Mr Steve J Schommer, Senior Vice President, Eversana, USA said that the some of the same logistics problems and issues that existed for Covid will play out again for transportation and storage of vaccines. However, we can turn the chaos and disruption experienced during Covid into an opportunity by working parallelly to mitigate the key problems and issues in distribution, storage and logistics.
Talking about the possible steps that could be taken to ensure a quick rollout and rapid delivery of the vaccine, Mr Amit Chopra, MD & VP/GM, India and Middle East, Thermo Fisher Scientific, India said that it would be helpful to have a better forecasting mechanism jointly between the private sector and the government to look at end-to-end planning process and start feeding that into our global supply chain.
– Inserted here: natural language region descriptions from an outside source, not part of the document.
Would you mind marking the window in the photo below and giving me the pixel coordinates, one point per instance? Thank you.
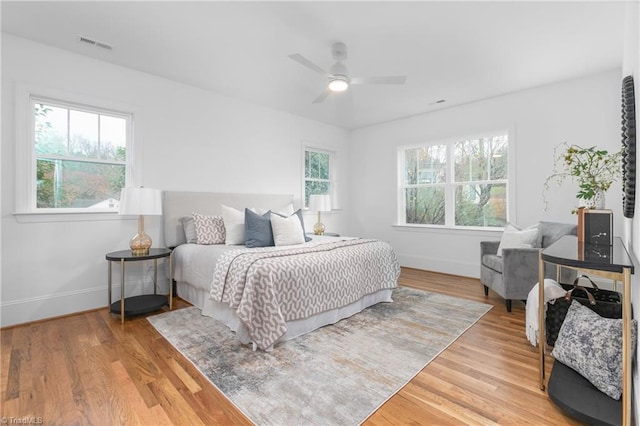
(458, 183)
(317, 173)
(77, 159)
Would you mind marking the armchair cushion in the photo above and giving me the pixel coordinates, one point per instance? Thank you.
(515, 237)
(550, 232)
(514, 274)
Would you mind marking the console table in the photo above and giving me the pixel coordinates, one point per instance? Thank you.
(566, 387)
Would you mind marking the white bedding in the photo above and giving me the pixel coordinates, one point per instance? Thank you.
(194, 269)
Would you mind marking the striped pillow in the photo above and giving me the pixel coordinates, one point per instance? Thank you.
(209, 229)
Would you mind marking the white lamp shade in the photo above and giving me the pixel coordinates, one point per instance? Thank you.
(320, 203)
(140, 201)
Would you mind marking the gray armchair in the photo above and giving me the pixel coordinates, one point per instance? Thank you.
(515, 273)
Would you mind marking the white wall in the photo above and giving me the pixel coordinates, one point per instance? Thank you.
(583, 111)
(187, 138)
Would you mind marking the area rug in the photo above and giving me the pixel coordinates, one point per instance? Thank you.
(337, 375)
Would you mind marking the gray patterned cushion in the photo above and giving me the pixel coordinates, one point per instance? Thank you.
(189, 228)
(209, 229)
(592, 346)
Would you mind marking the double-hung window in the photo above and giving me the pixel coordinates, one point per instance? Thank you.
(77, 159)
(462, 182)
(318, 171)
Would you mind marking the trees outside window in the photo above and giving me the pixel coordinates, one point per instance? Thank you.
(459, 183)
(80, 155)
(317, 173)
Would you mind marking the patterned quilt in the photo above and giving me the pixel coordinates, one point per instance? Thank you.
(269, 286)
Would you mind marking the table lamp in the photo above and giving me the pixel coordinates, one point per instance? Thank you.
(140, 201)
(319, 203)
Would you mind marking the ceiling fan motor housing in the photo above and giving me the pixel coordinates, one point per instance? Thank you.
(339, 51)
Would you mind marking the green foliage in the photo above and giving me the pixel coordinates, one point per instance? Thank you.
(67, 173)
(316, 173)
(480, 200)
(593, 169)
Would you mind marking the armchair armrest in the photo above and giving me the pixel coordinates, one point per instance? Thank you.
(520, 271)
(489, 247)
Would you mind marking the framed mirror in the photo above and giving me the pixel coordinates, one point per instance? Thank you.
(629, 147)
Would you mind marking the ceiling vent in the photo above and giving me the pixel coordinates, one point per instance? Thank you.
(95, 43)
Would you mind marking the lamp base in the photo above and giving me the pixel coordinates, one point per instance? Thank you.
(318, 228)
(140, 244)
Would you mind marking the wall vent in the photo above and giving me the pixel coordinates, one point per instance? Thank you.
(95, 43)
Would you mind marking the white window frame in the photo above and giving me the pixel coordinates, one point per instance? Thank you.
(332, 174)
(450, 185)
(25, 166)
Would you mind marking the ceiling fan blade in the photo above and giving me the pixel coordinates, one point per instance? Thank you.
(307, 63)
(396, 79)
(322, 96)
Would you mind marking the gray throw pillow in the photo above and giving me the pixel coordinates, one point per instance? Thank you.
(257, 229)
(592, 346)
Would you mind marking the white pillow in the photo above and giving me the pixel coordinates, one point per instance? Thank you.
(233, 225)
(285, 210)
(282, 211)
(287, 231)
(515, 237)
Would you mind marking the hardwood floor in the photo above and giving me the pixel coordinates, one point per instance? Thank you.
(91, 369)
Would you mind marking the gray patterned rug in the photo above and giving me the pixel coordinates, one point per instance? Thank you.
(337, 375)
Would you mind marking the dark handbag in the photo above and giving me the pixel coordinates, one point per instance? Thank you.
(605, 303)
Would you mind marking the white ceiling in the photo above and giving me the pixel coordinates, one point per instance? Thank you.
(457, 51)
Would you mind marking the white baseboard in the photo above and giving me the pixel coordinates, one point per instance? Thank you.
(36, 308)
(465, 269)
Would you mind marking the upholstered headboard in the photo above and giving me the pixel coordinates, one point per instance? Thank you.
(178, 204)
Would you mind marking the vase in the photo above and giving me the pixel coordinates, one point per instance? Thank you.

This would make it possible to meet the needs of the country- whether it is the vaccine producing raw material, cold storage equipment, or the ability to run clinical trials to help the country scale up, deliver and produce vaccines.
The equitable distribution of vaccines, which is critical to achieve herd immunity and the global mechanism to administer the same, is also a big challenge, along with its procurement, transport, storage and distribution, he said.
Dr Annapurna Das, Country Head - Vaccines, South Asia and India Sanofi Pasteur advised to step back and see how confident the community is about vaccination. She also suggested the need for a series of community training programmes to inform and disseminate relevant details about the vaccine.
Mr T V Narendran, President-Designate, CII said that for every country, including India, there is an urgent need to draw up a plan with details regarding four main categories – vaccine production and financing; safety and efficacy of each candidate vaccine; distribution aspects and equity and accountability.